Gaz de la discorde : Ankara et Le Caire relancent les tensions en Méditerranée orientale
La Méditerranée orientale demeure un baril de poudre énergétique. Ce samedi 1er novembre 2025, Le Caire a adressé une mise en garde solennelle à Ankara, dénonçant une «escalade» après l’annonce par la Turquie de nouvelles prospections gazières dans une zone maritime disputée au large de Chypre.
Selon Arab News et Arab News +1, les autorités égyptiennes jugent ces forages «provocateurs » et contraires au droit international. La Turquie, de son côté, affirme «défendre sa souveraineté » et agir dans le cadre de sa propre zone économique exclusive (ZEE).
Un vieux différend ravivé
Depuis plus d’une décennie, les tensions autour des gisements d’hydrocarbures de la Méditerranée orientale opposent Ankara à plusieurs États riverains -Grèce, Chypre, Israël, Égypte- regroupés dans des alliances concurrentes. L’accord maritime signé en 2019 entre la Turquie et le gouvernement libyen de Tripoli avait déjà redessiné les cartes : il attribuait à Ankara de vastes zones de prospection, empiétant sur des espaces revendiqués par Athènes et Le Caire.

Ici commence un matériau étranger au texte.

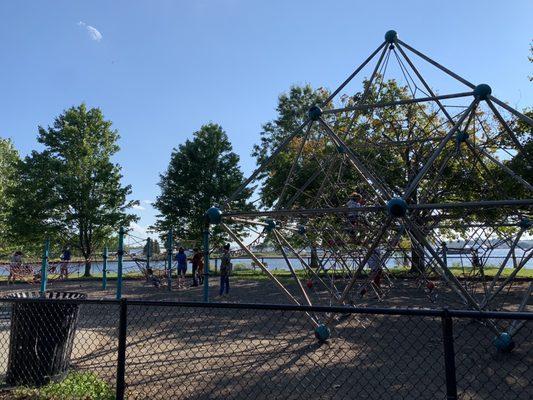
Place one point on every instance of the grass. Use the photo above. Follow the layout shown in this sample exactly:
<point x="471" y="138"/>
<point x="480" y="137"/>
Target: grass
<point x="76" y="386"/>
<point x="242" y="271"/>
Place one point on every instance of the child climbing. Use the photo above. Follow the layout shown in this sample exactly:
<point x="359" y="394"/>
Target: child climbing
<point x="181" y="258"/>
<point x="197" y="267"/>
<point x="225" y="270"/>
<point x="376" y="273"/>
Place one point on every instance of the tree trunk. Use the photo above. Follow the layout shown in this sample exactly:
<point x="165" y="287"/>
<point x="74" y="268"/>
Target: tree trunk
<point x="87" y="268"/>
<point x="418" y="262"/>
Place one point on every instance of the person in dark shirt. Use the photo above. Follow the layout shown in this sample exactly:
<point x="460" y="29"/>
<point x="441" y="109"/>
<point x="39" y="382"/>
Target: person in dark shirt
<point x="198" y="267"/>
<point x="65" y="260"/>
<point x="181" y="258"/>
<point x="225" y="270"/>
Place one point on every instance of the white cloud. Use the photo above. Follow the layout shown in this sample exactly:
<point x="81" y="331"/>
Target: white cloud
<point x="138" y="230"/>
<point x="94" y="33"/>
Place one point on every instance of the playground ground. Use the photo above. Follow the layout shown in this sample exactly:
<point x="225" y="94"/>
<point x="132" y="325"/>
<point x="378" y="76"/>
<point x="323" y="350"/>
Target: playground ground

Les récentes annonces turques prolongent cette logique de bras de fer. Ankara a dépêché un nouveau navire d’exploration sismique dans le secteur dit du « plateau anatolien », estimant que les eaux concernées relèvent de son plateau continental. L’Égypte y voit une atteinte directe à sa propre ZEE, définie par un accord bilatéral signé avec la Grèce en 2020.
L’énergie comme levier politique
Derrière les lignes de forage se joue bien plus qu’une bataille technique : c’est l’équilibre énergétique et géopolitique de toute la Méditerranée qui est en jeu. L’exploitation des gisements de gaz naturel -estimés à plusieurs centaines de milliards de mètres cubes- pourrait transformer durablement les rapports de force régionaux.
Pour la Turquie, dépendante des importations russes et iraniennes, chaque découverte offshore est une promesse d’indépendance énergétique. Pour l’Égypte, déjà exportatrice de gaz liquéfié via ses terminaux d’Idku et de Damiette, ces champs constituent un levier économique et diplomatique majeur, notamment vis-à-vis de l’Union européenne en quête d’alternatives à Moscou.
Ces ambitions concurrentes s’entrechoquent dans un espace maritime dense, où se superposent les ZEE, les routes migratoires, les zones de pêche et les installations militaires. Chaque mouvement de navire turc suscite des protestations et, parfois, le déploiement de bâtiments de guerre pour « surveiller » la zone.
Un équilibre fragile
Les chancelleries européennes observent avec inquiétude cette montée des tensions, craignant un incident naval ou une dérive militaire dans une région déjà sous tension -de Gaza à Beyrouth. Si Ankara et Le Caire avaient amorcé un timide rapprochement diplomatique depuis 2023, la question gazière ravive de vieux antagonismes nés après le renversement du président Morsi, allié de Recep Tayyip Erdoğan.
Pour l’heure, ni la Turquie ni l’Égypte ne semblent prêtes à céder du terrain. Ankara veut prouver qu’elle est incontournable dans tout partage des ressources méditerranéennes ; Le Caire entend défendre la légalité internationale et son rôle de pilier régional. Entre ambitions énergétiques, nationalismes maritimes et rivalités d’influence, la Méditerranée orientale s’affirme plus que jamais comme un espace de confrontation stratégique.